Jour 9 : Soulagement

Contexte : UA du canon


Marinette aurait aimé être soulagée. Mais la vérité, c'est qu'il n'en était rien. Elle était plutôt complètement dévastée.

Chat Noir, lui, arborait un sourire éclatant.

- Et encore une bonne chose de faite, ma lady !

Afin de ponctuer ses paroles victorieuses, il effectua une petite révérence. Mais au lieu des applaudissements qu'il attendait – ou plutôt du commentaire sarcastique du la coccinelle – il ne reçu que le silence. Inquiet, il releva alors la tête vers elle. Ladybug avait les poings fermés, comme si elle essayait de contenir sa rage. Mais ce qui le marqua le plus, ce fut les larmes qui perlaient de son masque.

- Ne sois pas triste, ma lady. Tu as magnifiquement réussi cette mission, un vrai coup d'éclat.

J'en ai rien à foutre d'avoir réussis, aurait voulu hurler la coccinelle. Le Papillon peut bien akumatiser qui il le souhaite, je n'en ai plus rien à faire.

Mais elle ne dit rien ; les larmes l'en empêchaient. De toute manière, Chat Noir avait comme à son habitude lu dans ses pensées.

- Tu sais au fond de toi que tu es soulagée d'avoir réussis à désakumatiser ce pauvre innocent toute seule. Si le sort de Paris ne t'importait pas, tu ne serais pas venue.

- Bien sûr que je me préoccupe des autres, répondit en tremblant la super héroïne. Mais ce n'est pas parce que je m'inquiète pour eux que je les protège...
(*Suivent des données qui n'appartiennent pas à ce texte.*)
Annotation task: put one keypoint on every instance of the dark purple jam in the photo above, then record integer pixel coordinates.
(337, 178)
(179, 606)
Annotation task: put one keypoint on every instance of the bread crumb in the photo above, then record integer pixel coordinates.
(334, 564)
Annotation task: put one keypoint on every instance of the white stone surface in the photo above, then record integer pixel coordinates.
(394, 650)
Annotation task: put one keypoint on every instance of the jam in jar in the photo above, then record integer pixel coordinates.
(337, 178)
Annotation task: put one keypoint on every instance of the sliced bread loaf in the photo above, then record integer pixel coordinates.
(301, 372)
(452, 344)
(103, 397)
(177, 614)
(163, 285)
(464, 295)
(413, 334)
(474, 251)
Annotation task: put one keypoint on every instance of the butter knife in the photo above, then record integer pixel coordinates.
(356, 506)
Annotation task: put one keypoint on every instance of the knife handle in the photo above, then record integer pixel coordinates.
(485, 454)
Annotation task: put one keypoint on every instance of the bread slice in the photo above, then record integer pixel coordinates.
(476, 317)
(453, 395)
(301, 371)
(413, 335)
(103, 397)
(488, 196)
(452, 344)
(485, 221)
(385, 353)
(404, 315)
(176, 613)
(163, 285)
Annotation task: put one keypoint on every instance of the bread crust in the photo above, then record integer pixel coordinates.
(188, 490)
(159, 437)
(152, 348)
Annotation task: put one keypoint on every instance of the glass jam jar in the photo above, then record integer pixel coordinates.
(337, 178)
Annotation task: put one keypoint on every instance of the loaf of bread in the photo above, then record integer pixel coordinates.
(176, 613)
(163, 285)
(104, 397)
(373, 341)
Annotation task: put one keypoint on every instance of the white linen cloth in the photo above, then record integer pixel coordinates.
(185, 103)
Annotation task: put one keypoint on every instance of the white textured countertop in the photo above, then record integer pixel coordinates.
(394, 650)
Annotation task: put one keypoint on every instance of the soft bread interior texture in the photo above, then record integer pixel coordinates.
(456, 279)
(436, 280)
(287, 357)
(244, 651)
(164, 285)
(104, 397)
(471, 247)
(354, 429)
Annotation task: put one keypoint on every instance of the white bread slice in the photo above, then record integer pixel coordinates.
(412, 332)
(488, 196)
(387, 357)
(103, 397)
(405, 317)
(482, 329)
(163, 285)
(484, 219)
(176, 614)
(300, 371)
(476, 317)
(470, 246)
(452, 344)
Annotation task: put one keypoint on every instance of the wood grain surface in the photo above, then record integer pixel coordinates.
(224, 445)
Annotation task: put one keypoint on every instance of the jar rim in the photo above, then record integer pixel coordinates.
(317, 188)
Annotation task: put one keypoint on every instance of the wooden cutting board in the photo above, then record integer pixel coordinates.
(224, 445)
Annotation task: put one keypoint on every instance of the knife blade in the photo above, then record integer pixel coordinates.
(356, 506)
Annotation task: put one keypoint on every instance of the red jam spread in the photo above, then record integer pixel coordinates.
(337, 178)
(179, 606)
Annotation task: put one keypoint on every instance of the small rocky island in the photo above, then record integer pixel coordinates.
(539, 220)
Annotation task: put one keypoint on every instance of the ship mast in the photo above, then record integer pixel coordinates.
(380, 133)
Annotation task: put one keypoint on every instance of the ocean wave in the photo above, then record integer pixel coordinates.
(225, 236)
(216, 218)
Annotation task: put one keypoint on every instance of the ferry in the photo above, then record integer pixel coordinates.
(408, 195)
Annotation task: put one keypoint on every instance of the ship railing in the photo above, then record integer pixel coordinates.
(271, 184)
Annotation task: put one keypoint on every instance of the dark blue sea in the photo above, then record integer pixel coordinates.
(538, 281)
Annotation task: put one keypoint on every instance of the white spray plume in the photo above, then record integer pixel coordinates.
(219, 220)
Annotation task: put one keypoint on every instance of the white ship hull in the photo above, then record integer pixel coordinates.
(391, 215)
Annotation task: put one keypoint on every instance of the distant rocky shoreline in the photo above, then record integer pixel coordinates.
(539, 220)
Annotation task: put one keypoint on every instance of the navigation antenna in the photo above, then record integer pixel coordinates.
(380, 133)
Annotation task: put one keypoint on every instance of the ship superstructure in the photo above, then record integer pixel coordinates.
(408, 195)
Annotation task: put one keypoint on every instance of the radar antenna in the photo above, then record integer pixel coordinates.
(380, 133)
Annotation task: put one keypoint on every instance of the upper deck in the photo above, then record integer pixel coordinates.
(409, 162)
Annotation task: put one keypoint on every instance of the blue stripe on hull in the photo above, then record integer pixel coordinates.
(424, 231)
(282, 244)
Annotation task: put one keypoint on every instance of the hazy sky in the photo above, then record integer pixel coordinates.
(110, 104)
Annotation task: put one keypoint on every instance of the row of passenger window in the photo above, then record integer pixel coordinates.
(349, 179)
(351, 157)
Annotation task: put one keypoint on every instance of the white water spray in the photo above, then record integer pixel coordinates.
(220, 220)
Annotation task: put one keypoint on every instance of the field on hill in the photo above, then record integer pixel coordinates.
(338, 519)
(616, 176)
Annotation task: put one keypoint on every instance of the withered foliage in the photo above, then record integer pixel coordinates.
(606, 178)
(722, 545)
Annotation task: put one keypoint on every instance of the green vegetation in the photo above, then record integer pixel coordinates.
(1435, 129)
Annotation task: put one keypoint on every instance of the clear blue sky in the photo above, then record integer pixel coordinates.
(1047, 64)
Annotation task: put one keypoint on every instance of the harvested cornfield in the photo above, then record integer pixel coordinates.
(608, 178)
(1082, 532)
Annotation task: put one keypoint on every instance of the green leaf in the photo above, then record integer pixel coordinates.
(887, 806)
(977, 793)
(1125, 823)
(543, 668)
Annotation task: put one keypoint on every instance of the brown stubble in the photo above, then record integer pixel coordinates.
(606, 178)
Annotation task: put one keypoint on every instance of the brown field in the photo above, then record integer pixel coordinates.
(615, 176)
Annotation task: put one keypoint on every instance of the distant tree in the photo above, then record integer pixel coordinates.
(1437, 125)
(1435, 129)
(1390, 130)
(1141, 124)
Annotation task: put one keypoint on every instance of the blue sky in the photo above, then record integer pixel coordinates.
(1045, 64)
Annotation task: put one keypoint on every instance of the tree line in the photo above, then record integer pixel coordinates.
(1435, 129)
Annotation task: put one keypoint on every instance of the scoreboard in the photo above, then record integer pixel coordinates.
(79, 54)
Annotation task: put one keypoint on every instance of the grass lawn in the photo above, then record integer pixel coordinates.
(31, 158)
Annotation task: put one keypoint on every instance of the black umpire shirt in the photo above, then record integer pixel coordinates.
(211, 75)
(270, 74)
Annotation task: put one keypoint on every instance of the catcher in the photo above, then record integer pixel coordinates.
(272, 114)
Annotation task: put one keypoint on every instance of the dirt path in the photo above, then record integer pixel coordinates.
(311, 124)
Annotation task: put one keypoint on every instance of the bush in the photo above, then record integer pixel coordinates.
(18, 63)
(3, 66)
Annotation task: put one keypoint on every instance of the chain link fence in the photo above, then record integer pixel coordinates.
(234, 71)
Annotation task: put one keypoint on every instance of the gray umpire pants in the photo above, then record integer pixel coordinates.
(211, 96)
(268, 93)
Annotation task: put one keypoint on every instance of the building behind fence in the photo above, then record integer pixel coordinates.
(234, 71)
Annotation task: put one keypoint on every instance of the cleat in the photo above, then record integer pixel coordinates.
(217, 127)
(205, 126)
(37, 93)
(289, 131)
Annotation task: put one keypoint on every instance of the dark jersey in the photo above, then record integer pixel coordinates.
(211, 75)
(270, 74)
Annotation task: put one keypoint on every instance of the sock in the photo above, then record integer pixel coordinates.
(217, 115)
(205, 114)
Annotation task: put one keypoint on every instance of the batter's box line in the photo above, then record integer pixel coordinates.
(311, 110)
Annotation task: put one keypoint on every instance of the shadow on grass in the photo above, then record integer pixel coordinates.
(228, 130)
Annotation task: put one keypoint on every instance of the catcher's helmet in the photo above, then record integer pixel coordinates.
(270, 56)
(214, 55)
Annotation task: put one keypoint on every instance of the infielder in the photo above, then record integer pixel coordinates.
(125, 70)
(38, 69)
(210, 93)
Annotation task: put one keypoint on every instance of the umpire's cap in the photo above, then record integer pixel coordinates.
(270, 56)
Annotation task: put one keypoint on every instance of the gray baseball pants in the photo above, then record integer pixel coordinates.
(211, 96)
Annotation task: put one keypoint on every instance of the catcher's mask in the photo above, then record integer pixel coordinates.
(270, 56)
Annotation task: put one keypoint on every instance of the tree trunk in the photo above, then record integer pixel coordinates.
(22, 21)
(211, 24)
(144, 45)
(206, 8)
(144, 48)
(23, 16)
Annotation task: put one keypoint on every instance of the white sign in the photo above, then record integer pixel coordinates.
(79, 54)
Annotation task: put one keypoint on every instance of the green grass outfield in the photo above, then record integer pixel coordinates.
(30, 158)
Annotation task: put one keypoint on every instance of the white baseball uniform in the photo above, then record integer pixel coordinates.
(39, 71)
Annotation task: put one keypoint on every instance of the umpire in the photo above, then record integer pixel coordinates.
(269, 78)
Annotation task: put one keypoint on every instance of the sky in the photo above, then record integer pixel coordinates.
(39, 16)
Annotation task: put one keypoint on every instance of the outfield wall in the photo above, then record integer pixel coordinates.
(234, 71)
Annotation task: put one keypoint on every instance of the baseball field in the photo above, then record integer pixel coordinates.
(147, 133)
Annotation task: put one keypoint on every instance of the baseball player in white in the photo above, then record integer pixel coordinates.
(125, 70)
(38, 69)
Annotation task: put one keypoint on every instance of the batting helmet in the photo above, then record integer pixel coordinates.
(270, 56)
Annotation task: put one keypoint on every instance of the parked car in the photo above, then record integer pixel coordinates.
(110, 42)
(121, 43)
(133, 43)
Et à cela, elle ne tint plus. Ses jambes la lâchèrent, la conduisant à s'effondrer au sol. Elle aurait dû s'inquiéter des bleus qu'elle venait de se faire, mais en cet instant, elle se fichait des blessures. Elle vivait déjà sous une douleur constante qui lui meurtrissait chaque parcelle de son âme. Qu'était-ce qu'une égratignure comparée à la réalisation que tout cela était bien réel ? Car elle avait beau avoir vu le corps de Chat Noir tomber, elle avait beau avoir entendu un Plagg en larmes lui dire que son porteur n'était plus, elle avait beau avoir enterré Adrien, elle avait refusé de croire qu'il n'était plus parmi eux. Mais alors qu'un nouvel akuma était apparu et que Ladybug avait été seule à intervenir, elle avait dû se rendre compte de l'évidence.

Chat Noir était partit.

- C'est de ma faute, sanglotait-elle maintenant.

- Ce n'est absolument pas de ta faute.

- Si. Je n'ai pas été à la hauteur, je n'ai pas su te rattraper. Je ne t'ai pas protégé. Alors comment je suis censée protéger Paris sans toi ? Je n'y arriverai pas.

- Bien sûr que si.

- Non ! Non, non et non ! Parce que tu sais quoi ? Je n'ai pas envie de protéger qui que ce soit ! Pas sans toi ! C'est Chat Noir et Ladybug ! Ladybug toute seule... Ca ne fonctionne pas. Ça ne peut pas fonctionner.

- Ça fonctionnera. Tu es forte.

- C'est si facile pour toi de dire ça, répondit amèrement la bleuté. T'es mort. T'as plus aucune responsabilité. C'est pour ça que tu t'es mis autant en danger ? Tu as voulu quitter toute cette merde ? T'as pensé au fait que tu m'y laissais toute seule ?

Les yeux de Chat Noir n'avaient jamais été aussi sérieux que lorsqu'il répondit tristement :

- Je n'ai pas cessé une seconde d'y penser. De penser à toi.

Et ce fut peut-être la sincérité dans son regard qui conduit Marinette à cesser de crier.

- Tu me manques, murmure-t-elle.

- Ouais. Je sais. Toi aussi tu me manques. Mais ne le prend pas mal, je n'ai pas envie de te revoir avant très longtemps. Le plus longtemps possible, d'accord ?

- D'accord, acquiesça faiblement la coccinelle.

- Bien. Alors ça va aller. Je crois en toi, ne l'oublie pas.

Et sur ce, le fantôme de Chat Noir disparut dans le crépuscule doré.